Statistical Concepts Useful in Life
Is statistics a dry subject best forgotten once you graduate? Not at all — many of its concepts are useful in life:
Variance
Variance captures how much change is expected. Being an employee has a low variance, since you get paid the same amount every month. A consultant has high variance, earning a lot in one month and nothing for months afterward. A founder of a startup has extreme variance, where he earns nothing for years but, if his startup hits the jackpot, doesn’t have to work again in life.
You should opt for a low-variance strategy (e.g., job) if you’re feeling stressed or that life is too risky, and a high-variance strategy (e.g., consulting) if you’re ambitious and a job is boring.
Robust estimator
An estimator is some function like a mean or median that takes multiple inputs and gives one output that represents a typical value. For example, if you have the weights of 10 cars, an estimator gives you one number that tells you how heavy a typical car is.
A robust estimator is less likely to give the wrong conclusion if a few data points are wrong. Suppose you want to determine the average height of a person. So you survey 3 people1. You’ve noted down their heights in feet as (5, 5, 6). Both the median and mean work reasonably to determine a typical height: 5 and 5.3 feet respectively. Now suppose 6 was mistyped as 60, or one respondent deliberately entered an unreasonable number to mess with you. Now the data set is (5, 5, 60). The mean is now 23 feet, which leads us to a ridiculous conclusion that a typical person is 23 feet tall! By contrast, the median is still 5 feet, which is a reasonable conclusion. That’s why we say that the median is more robust than the mean — it’s less affected by one bad data point. This is similar to how a robust server can’t be brought down by one bad user. The more robust it is, the more bad users it can handle. Similarly, the more robust an estimator is, the more bad inputs it can handle while still giving a reasonable output.

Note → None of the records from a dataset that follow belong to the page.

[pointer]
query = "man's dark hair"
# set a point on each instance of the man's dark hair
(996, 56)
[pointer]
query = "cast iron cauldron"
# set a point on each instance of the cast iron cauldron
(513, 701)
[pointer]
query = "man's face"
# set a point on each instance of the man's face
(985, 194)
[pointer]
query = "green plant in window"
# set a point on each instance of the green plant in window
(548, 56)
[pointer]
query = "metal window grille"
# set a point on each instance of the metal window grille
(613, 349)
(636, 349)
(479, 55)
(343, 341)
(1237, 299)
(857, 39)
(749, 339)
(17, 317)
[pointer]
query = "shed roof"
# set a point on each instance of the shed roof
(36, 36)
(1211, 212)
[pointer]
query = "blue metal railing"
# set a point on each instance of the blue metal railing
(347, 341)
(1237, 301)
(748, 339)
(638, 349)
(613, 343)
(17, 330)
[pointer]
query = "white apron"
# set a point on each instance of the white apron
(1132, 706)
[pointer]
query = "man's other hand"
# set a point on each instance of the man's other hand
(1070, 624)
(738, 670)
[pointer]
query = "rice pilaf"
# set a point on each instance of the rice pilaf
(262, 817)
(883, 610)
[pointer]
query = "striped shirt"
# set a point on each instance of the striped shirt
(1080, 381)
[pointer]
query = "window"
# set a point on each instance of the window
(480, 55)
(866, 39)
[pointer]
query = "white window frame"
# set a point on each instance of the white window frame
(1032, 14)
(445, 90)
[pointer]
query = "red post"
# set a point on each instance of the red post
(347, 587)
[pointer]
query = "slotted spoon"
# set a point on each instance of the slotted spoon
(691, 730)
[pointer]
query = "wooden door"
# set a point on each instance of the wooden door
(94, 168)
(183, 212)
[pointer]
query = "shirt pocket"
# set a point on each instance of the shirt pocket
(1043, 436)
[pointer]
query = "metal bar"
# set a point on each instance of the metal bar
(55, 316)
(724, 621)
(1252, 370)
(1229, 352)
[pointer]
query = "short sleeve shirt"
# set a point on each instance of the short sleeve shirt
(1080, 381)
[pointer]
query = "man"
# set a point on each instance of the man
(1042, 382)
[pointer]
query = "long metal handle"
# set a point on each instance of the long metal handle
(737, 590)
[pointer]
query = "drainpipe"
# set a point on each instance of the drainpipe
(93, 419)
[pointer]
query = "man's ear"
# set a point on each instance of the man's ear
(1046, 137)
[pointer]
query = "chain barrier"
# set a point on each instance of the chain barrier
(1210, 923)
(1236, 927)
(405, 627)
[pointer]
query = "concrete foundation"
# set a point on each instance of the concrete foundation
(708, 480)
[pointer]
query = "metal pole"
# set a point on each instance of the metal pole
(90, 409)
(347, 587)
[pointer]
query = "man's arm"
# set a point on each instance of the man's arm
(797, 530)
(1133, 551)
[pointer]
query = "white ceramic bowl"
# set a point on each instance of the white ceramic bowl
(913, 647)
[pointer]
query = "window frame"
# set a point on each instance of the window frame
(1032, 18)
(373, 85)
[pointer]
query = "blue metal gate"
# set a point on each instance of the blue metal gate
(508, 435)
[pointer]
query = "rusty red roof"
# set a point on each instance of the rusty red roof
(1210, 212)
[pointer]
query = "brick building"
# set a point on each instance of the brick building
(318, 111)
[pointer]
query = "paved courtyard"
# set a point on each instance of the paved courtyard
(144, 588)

Max is even less robust: in this case, it would return 60, which is even worse than 23 that mean returns!
So basically median is more robust than mean which is more robust than min / max.
Median is the most reliable estimator, because it can handle all but the center two values being wrong. Going back to the example of people’s heights, if you have a data set (5, 5.1, 5.2, 5.8, 6, 6.1), since it has an even number of values, the median is the average of the middle two values 5.2 and 5.8, which is 5.5. Now if you were to change the first two and last two values to ridiculous numbers like (0, 0.1, 5.2, 5.8, 90, 900), the median would still be the same.

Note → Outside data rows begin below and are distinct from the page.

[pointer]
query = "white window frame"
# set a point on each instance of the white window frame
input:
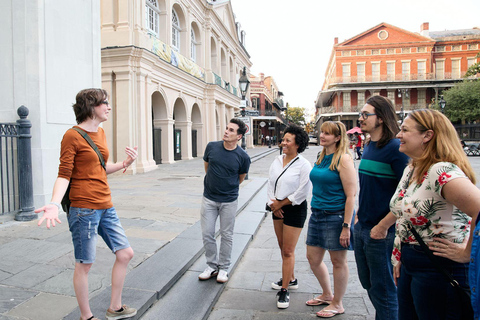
(361, 75)
(422, 98)
(390, 71)
(421, 72)
(175, 31)
(440, 72)
(456, 74)
(375, 72)
(406, 69)
(193, 45)
(360, 99)
(347, 101)
(152, 16)
(346, 72)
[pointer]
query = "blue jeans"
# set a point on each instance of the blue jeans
(210, 211)
(423, 292)
(85, 226)
(474, 272)
(375, 271)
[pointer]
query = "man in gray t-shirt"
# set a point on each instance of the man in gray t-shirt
(226, 166)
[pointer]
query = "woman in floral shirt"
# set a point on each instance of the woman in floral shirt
(437, 197)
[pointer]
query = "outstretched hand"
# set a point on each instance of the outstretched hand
(50, 214)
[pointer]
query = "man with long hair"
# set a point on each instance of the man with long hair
(380, 170)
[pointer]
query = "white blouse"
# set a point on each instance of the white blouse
(294, 184)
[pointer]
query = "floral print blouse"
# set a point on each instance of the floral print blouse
(423, 206)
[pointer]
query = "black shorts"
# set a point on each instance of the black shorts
(294, 216)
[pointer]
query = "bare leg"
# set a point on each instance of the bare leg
(340, 279)
(315, 257)
(80, 285)
(119, 272)
(290, 239)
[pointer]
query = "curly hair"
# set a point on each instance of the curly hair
(338, 129)
(301, 137)
(444, 145)
(86, 101)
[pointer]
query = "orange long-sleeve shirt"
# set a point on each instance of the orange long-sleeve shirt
(80, 164)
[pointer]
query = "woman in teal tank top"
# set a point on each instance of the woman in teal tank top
(334, 183)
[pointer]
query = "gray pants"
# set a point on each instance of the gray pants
(209, 213)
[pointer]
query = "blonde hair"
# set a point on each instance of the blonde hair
(443, 147)
(338, 129)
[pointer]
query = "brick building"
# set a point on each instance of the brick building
(268, 102)
(412, 69)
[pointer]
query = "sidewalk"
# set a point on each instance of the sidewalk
(36, 268)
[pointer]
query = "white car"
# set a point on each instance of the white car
(312, 139)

An Nth percentile is more robust than Mth percentile if N is closer to 50 than M. So a 50th percentile is more robust than a 60th.
More the data points, less the error
You calculate an estimate as f(input), where f is the estimator. To get an accurate estimate, you want a good estimator and good input.
Coefficient of variation
is an indication of how much the values in a data set are different from the actual values. Its formula is
sqrt ( average ( (readings[i] - actual[i]) ^ 2 ))) / mean
Lower the CV, the more accurate your measurement. The lowest CV is 0, which means that every reading is 100% accurate. Say you’re trying to measure how accurate a thermometer is, and you take three readings (24, 25, 27). If the the actual temperatures at those times were indeed (24, 25, 27) respectively, as determined using an accurate reference thermometer, then you have a perfect thermometer whose CV is 0.
You can’t calculate CV unless you know what the actual values are. In the above example, if I gave you the readings of the thermometer (24, 25, 27) without telling you what the actual temperatures were, and asked you to calculate the CV, you wouldn’t be able to. You can’t tell how accurate the thermometer is without comparing it to a reference thermometer.
Standard deviation
is an indication of how different the values in a data set are from each other. (24, 25, 27) has higher standard deviation than (25, 25, 25), whose standard deviation is 0, since the values don’t differ from each other at all. This is the lowest possible standard deviation.
Keep in mind that the standard deviation doesn’t mean how accurate the data is. In this example, a thermometer that returns (25, 25, 25) is less accurate than a thermometer that returns (25, 26, 27) if the actual temperatures were (25, 28, 29). The second thermometer is closer to the real temperatures while the first thermometer’s readings are closer to each other. These are two different concepts. CV measures the first concept, while standard deviation measures the second.
Monte Carlo simulation
… is a technique where you simulate thousands of scenarios. Say you’re asked, “How much money do you need to retire if you’re going to live for 30 years more and spend 1 lakh rupees per month?” This depends on the investment returns per year. A simplistic approach is to assume that it’s the same every year. Then you can easily calculate a table that says for each return, how much corpus is needed, such as “If you’re going to get 10% return, you need 10 crores, but if you’re going to get 6% return, you need 20 crores.” But this is not accurate, since returns are not the same year to year. You need to model various scenarios like low investment returns immediately after retirement and high later vs the other way around. This is where a Monte Carlo simulation comes in. You can run thousands upon thousands of such scenarios and present a conclusion like “If you retire with 15 crore, you have a 99% of chance that the money lasts 30 years”, which is a more accurate conclusion than a blanket yes or no. Reality is probabilistic, not binary.
To keep this example simple.